À bord de la plate-forme AW159 Wildcat, le LMM Martlet permettra également aux opérateurs d'engager des cibles aériennes telles que des UAV et d'autres hélicoptères maritimes. 
Les lanceurs sont montés sur l'AW159 via la nouvelle aile Leonardo Weapon, développée dans les installations de conception et de fabrication de la société à Yeovil et testée pour la première fois l'année dernière. L'aile de l'arme peut transporter soit dix Martlet, soit deux missiles Sea Venom et génère une portance supplémentaire pour l'hélicoptère en vol vers l'avant, réduisant ainsi les sollicitations du rotor principal.
 

Le Leonardo AW159 « Wildcat » :

L’AW159 « Wildcat » (HMA2 au seinde la Royal Navy ) est prévu pour remplacer les Lynx de première génération, ce nouvel hélicoptère multirôle de six tonnes, est commandé à 62 exemplaires par le ministère britannique de la Défense.

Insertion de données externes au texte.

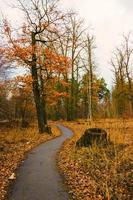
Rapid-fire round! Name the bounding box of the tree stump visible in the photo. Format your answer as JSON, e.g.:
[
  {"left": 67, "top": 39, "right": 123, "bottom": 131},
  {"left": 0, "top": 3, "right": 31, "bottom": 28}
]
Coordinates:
[{"left": 76, "top": 128, "right": 108, "bottom": 147}]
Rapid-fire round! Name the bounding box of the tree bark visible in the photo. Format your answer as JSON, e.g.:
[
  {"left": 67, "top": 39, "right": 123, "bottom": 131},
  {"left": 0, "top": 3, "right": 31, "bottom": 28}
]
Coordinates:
[{"left": 31, "top": 32, "right": 48, "bottom": 133}]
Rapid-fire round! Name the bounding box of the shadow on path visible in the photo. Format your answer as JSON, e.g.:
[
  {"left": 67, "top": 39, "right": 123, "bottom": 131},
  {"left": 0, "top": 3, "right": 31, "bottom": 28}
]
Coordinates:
[{"left": 8, "top": 125, "right": 72, "bottom": 200}]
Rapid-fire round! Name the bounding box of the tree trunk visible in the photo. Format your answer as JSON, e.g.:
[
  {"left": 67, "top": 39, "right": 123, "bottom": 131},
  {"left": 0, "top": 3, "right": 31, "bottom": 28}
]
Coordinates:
[{"left": 31, "top": 32, "right": 48, "bottom": 133}]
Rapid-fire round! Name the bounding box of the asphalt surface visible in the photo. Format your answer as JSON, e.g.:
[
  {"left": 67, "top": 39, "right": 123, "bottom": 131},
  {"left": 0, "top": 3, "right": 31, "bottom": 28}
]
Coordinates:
[{"left": 8, "top": 125, "right": 72, "bottom": 200}]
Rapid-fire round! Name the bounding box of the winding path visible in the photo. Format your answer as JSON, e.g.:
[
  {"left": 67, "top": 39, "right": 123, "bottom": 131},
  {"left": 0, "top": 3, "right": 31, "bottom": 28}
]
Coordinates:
[{"left": 9, "top": 125, "right": 72, "bottom": 200}]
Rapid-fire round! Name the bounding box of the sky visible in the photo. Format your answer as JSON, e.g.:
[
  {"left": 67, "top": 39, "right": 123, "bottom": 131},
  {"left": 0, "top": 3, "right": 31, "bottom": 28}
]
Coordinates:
[{"left": 0, "top": 0, "right": 133, "bottom": 87}]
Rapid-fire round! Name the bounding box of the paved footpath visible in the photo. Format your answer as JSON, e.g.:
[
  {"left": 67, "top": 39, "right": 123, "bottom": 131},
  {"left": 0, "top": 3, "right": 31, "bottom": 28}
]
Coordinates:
[{"left": 8, "top": 125, "right": 72, "bottom": 200}]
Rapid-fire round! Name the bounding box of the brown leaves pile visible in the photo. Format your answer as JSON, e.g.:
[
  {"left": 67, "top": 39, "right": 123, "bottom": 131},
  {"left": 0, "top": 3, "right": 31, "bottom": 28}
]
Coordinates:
[
  {"left": 0, "top": 124, "right": 60, "bottom": 200},
  {"left": 59, "top": 121, "right": 133, "bottom": 200}
]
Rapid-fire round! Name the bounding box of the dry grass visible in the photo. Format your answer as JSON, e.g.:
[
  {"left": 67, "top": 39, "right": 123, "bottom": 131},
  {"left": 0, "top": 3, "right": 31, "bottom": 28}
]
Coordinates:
[
  {"left": 0, "top": 123, "right": 60, "bottom": 200},
  {"left": 59, "top": 120, "right": 133, "bottom": 200}
]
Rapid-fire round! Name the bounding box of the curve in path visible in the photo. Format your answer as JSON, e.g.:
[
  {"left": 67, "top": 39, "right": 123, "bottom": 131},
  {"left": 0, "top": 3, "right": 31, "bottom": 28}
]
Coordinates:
[{"left": 8, "top": 125, "right": 72, "bottom": 200}]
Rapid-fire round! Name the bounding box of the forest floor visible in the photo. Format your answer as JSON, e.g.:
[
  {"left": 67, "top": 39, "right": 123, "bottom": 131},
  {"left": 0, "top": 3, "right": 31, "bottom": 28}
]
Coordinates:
[
  {"left": 0, "top": 123, "right": 61, "bottom": 200},
  {"left": 58, "top": 119, "right": 133, "bottom": 200}
]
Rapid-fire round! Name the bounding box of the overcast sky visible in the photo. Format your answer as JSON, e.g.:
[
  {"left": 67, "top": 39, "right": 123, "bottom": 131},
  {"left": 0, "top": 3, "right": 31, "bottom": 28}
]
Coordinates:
[{"left": 0, "top": 0, "right": 133, "bottom": 84}]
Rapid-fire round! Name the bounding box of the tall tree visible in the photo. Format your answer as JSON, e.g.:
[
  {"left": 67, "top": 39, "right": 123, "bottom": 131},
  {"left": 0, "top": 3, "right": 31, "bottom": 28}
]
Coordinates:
[{"left": 4, "top": 0, "right": 67, "bottom": 133}]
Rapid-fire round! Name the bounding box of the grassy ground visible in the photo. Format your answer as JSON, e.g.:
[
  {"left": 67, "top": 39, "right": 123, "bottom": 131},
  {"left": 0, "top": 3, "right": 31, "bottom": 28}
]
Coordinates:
[
  {"left": 59, "top": 120, "right": 133, "bottom": 200},
  {"left": 0, "top": 123, "right": 60, "bottom": 200}
]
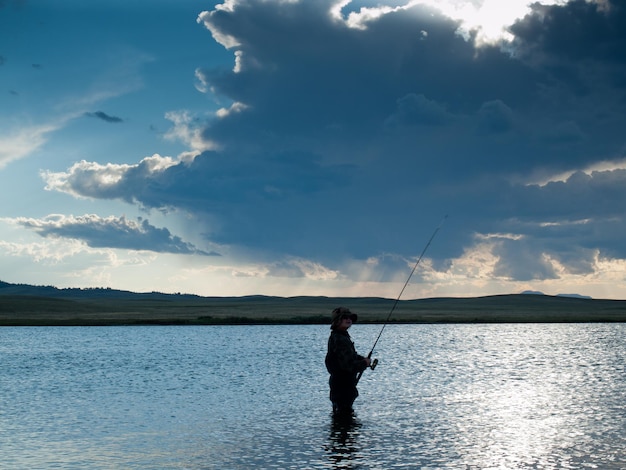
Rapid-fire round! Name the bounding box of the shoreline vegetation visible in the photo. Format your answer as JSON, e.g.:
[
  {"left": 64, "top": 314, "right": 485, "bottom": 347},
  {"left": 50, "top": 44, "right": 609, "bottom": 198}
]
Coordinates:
[{"left": 0, "top": 281, "right": 626, "bottom": 326}]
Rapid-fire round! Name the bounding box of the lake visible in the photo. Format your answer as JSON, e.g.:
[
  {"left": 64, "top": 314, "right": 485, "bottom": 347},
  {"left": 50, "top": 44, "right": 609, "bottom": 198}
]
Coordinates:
[{"left": 0, "top": 323, "right": 626, "bottom": 469}]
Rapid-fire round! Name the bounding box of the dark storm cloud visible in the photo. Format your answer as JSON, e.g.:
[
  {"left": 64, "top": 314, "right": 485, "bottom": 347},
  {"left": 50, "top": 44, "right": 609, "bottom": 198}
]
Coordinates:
[
  {"left": 17, "top": 215, "right": 217, "bottom": 256},
  {"left": 85, "top": 111, "right": 124, "bottom": 122},
  {"left": 41, "top": 1, "right": 626, "bottom": 279}
]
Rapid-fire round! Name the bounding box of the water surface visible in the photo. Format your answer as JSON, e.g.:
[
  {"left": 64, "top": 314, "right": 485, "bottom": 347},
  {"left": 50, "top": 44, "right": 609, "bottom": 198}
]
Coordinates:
[{"left": 0, "top": 324, "right": 626, "bottom": 469}]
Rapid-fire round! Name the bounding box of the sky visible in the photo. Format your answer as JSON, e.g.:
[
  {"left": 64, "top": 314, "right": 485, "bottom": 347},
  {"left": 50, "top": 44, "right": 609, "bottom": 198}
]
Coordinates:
[{"left": 0, "top": 0, "right": 626, "bottom": 299}]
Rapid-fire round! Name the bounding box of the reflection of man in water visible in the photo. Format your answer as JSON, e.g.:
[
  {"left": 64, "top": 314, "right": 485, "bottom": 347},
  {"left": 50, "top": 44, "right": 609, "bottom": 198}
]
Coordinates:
[{"left": 326, "top": 307, "right": 370, "bottom": 414}]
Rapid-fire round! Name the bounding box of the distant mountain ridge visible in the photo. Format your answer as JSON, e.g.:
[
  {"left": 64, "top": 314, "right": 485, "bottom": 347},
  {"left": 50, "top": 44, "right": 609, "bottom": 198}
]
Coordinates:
[
  {"left": 0, "top": 281, "right": 592, "bottom": 302},
  {"left": 0, "top": 281, "right": 626, "bottom": 326},
  {"left": 522, "top": 290, "right": 591, "bottom": 299}
]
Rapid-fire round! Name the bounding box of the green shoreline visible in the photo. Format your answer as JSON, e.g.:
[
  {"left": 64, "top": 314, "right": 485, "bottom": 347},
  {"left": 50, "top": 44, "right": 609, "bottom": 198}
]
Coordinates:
[{"left": 0, "top": 289, "right": 626, "bottom": 326}]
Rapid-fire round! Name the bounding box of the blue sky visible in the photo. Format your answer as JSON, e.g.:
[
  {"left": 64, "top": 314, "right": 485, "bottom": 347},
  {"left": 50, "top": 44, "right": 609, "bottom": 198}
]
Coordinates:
[{"left": 0, "top": 0, "right": 626, "bottom": 299}]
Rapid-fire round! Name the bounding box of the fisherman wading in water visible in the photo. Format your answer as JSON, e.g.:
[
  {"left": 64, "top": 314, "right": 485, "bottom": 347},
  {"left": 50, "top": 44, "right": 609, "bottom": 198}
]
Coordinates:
[{"left": 326, "top": 307, "right": 370, "bottom": 415}]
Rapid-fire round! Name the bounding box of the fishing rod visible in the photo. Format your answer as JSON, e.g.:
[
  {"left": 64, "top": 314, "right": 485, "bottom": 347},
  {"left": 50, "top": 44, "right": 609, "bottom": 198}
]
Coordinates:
[{"left": 356, "top": 215, "right": 448, "bottom": 383}]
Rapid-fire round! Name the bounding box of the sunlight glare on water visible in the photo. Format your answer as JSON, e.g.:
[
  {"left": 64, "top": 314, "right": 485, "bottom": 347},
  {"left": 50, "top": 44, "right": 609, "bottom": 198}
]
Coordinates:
[{"left": 0, "top": 324, "right": 626, "bottom": 469}]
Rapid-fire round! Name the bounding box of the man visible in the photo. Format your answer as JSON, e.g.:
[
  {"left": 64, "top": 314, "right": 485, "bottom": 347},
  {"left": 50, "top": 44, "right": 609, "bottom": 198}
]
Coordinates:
[{"left": 325, "top": 307, "right": 370, "bottom": 415}]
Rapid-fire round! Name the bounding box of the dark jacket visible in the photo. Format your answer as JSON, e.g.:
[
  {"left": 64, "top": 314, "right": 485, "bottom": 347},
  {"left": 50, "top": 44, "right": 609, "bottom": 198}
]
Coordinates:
[{"left": 325, "top": 330, "right": 367, "bottom": 377}]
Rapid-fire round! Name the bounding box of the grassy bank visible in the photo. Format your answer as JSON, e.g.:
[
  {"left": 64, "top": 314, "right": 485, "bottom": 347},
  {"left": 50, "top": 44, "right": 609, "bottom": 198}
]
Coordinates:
[{"left": 0, "top": 291, "right": 626, "bottom": 326}]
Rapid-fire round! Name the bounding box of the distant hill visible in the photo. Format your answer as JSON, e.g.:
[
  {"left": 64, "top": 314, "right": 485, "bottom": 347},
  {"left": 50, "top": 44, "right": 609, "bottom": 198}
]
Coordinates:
[{"left": 0, "top": 281, "right": 626, "bottom": 325}]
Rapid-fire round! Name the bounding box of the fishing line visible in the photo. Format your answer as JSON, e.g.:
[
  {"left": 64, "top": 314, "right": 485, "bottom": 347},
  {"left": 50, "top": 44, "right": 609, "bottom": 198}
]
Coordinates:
[{"left": 356, "top": 215, "right": 448, "bottom": 383}]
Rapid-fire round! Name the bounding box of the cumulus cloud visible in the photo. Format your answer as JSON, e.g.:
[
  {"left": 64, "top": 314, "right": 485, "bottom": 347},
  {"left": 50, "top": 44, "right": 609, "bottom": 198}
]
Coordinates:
[
  {"left": 85, "top": 111, "right": 124, "bottom": 123},
  {"left": 37, "top": 0, "right": 626, "bottom": 288},
  {"left": 14, "top": 215, "right": 218, "bottom": 256}
]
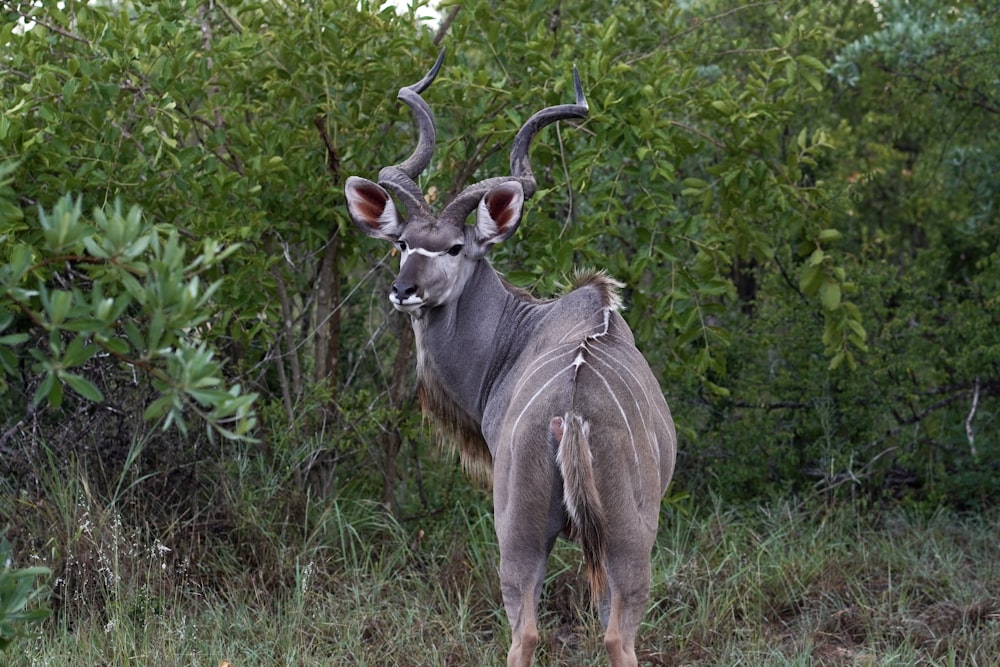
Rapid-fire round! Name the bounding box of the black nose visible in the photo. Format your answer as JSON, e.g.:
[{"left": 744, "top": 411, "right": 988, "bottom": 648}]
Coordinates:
[{"left": 392, "top": 280, "right": 417, "bottom": 301}]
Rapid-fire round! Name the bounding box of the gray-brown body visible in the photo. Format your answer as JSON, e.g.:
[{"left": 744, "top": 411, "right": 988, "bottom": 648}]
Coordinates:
[{"left": 347, "top": 52, "right": 676, "bottom": 667}]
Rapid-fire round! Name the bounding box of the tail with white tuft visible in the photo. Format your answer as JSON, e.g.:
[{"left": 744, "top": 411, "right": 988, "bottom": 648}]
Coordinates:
[{"left": 549, "top": 413, "right": 607, "bottom": 605}]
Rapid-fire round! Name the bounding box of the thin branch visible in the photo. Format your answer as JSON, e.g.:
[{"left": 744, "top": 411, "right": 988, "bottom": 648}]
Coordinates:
[
  {"left": 965, "top": 375, "right": 979, "bottom": 456},
  {"left": 434, "top": 5, "right": 461, "bottom": 46}
]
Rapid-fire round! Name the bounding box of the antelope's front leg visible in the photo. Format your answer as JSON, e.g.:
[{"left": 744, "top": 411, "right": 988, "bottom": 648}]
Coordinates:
[{"left": 493, "top": 429, "right": 565, "bottom": 667}]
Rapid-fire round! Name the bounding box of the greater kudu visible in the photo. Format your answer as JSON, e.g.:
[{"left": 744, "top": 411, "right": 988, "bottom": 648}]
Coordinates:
[{"left": 346, "top": 51, "right": 676, "bottom": 667}]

Le premier a été livré à la fin de 2011. Doté de deux turbines Rolls-Royce Honeywell CTS800 de nouvelles générations capables d’offrir 12 % de puissance supplémentaire, face aux anciens modèles. Le poste de pilotage comprend un système entièrement intégré d’affichage, utilisant quatre écrans 10x8 pouces. Les capteurs disposés dans le nez comportent une imagerie TV/IR couplé avec un désignateur laser. La version maritime dispose d’un radar Selex-ES Galileo 7400E actif sur 360 degrés. L'AW159 intègre un système d'alerte de missiles, des détecteurs d'alerte radar et un système de distribution des contre-mesures. En outre, il dispose d’une palette complète en matière d’armement soit : des mitrailleuses, torpilles, grenades sous-marine.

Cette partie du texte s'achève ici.